The Effects of Intermittent Hypoxia on Acute Hypoxic Injury

Acute Mountain Sickness Clinical Trial

Official title:

The Effects of Intermittent Hypoxia on Acute Hypoxic Injury

Clinical Trial Details — Status: Recruiting

Administrative data

• NCT number: NCT05733338
• Other study ID #: IH-AHI
• Status: Recruiting
• Phase: N/A
• Start date: March 1, 2023
• Est. completion date: April 30, 2023

Study information

• Verified date: March 2023
• Source: Capital Medical University
• Contact: Yuan Wang, M.D.
• Phone: +86-135 8156 7815
• Email: wilma0106[@]163.com
• Is FDA regulated: No
• Study type: Interventional

Clinical Trial Summary

This study intends to further reveal the effectiveness of intermittent hypoxia in preventing acute hypoxic injury.

Description:

Acute exposure to hypoxia can induce acute hypoxic injury (AHI), according to the severity of the injury, it can be divided into acute mountain sickness (AMS), high altitude pulmonary edema (HAPE) and high altitude cerebral edema (HACE). AMS is the most common type, it mostly occurs within 6-12 hours after rapidly entering the altitude above 2500m, sometimes within 1h, and can be manifested as headache, nausea, diarrhea, sleep disorders, etc. The incidence of AMS at the altitude of 2500-3000m is 10-20%, which reaches 50-85% at 4500-5000m above sea level. Intermittent hypoxia (IH) refers to periodic hypoxic-normoxic training performed with brief exposure to hypoxia. Previous studies have found that short-term intermittent hypoxia can increase the sensitivity of hypoxia and reduce the severity of acute hypoxia injury, and alleviate acute hypoxia injury by reducing the inflammatory response caused by hypoxia. Therefore, this study aims to conduct a randomized controlled trial to further reveal the effectiveness of IH and explore its potential mechanisms.
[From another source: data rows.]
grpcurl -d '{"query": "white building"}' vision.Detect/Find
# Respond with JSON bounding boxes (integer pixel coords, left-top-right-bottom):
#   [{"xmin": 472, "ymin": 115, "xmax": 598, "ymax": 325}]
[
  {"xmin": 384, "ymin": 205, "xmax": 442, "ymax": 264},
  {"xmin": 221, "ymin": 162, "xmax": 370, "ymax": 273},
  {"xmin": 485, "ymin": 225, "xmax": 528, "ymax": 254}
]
Recruitment information / eligibility

• Status: Recruiting
• Enrollment: 100
• Est. completion date: April 30, 2023
• Est. primary completion date: April 30, 2023
• Accepts healthy volunteers: Accepts Healthy Volunteers
• Gender: All
• Age group: 18 Years to 45 Years

Eligibility

Inclusion Criteria:

• Informed written consent from the volunteers.
• Healthy volunteers between ages of 18 and 45 years, body mass index (BMI) of 19.0 and 24.9 kg/m2.
• Long-term residence at flatland (altitude of <100 m), not having been to an altitude =1500 m in 30 days.
• Resting peripheral oxygen saturation of more than 90%, cerebral oxygen saturation between 58%-82%, heart rate between 60 bpm and 100 bpm, and blood pressure within the normal range (90-130/60-80 mmHg).

Exclusion Criteria:

• History of cardiovascular, cerebrovascular, pulmonary, hepatic, dermatologic, or hematologic diseases.
• History of substance abuse.
• The use of medications or medical devices.
• Pregnancy, hypertension, diabetes mellitus, obesity, sleep apnea and neurological disorders.
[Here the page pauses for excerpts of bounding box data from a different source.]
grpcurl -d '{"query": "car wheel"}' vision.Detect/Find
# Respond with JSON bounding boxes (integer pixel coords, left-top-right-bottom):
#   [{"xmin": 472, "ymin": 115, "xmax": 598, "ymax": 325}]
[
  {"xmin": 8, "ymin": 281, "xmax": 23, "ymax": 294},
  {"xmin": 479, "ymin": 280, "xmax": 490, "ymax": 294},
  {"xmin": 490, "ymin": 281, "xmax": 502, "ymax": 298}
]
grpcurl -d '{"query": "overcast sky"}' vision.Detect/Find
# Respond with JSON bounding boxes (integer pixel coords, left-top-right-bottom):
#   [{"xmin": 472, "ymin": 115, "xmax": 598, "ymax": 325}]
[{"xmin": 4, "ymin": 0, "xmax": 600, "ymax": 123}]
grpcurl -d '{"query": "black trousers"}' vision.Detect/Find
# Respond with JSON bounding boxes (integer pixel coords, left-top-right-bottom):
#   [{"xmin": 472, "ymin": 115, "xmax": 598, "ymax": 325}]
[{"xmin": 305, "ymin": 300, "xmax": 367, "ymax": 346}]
Related Conditions & MeSH terms

• Acute Mountain Sickness
• Altitude Sickness
• Hypoxia

Intervention

Other:
• Intermittent Hypoxia
The intermittent hypoxia protocol refers to four cycles of 10 minutes hypoxia inhaling interval by 5 minutes normoxia, which is performed twice a day (at least 6 hours apart) in 5 days.
• Sham Intermittent Hypoxia
The sham intermittent hypoxia protocol refers to 55 minutes normoxia inhaling, which is performed twice a day (at least 6 hours apart) in 5 days.

Locations

Country	Name	City	State
China	Xuanwu Hospital, Capital Medical University	Beijing

Sponsors (1)

Lead Sponsor	Collaborator
Capital Medical University

Country where clinical trial is conducted

China, 

Outcome

Type	Measure	Description	Time frame	Safety issue
Primary	Incidence of acute mountain sickness between IH group and control group	A questionnaire called 2018 Lake Louise Scoring System (LLSS) score [0-12] will be used in this primary outcome assessment. The higher LLS scores mean the worse symptoms of acute mountain sickness (AMS).	After the 6-hour acute hypoxia exposuring.
Secondary	Concentration of serum parameters between IH group and control group		After the 6-hour acute hypoxia exposuring.
Secondary	Incidence of intracranial hypertension between IH group and control group	A noninvasive cranial pressure detector will be used to monitor the intracranial pressure.	After the 6-hour acute hypoxia exposuring.
Secondary	Incidence of decreased reaction and executive ability between IH group and control group	Related questionnaires will be used to assess the relevant cognitive domain.	After the 6-hour acute hypoxia exposuring.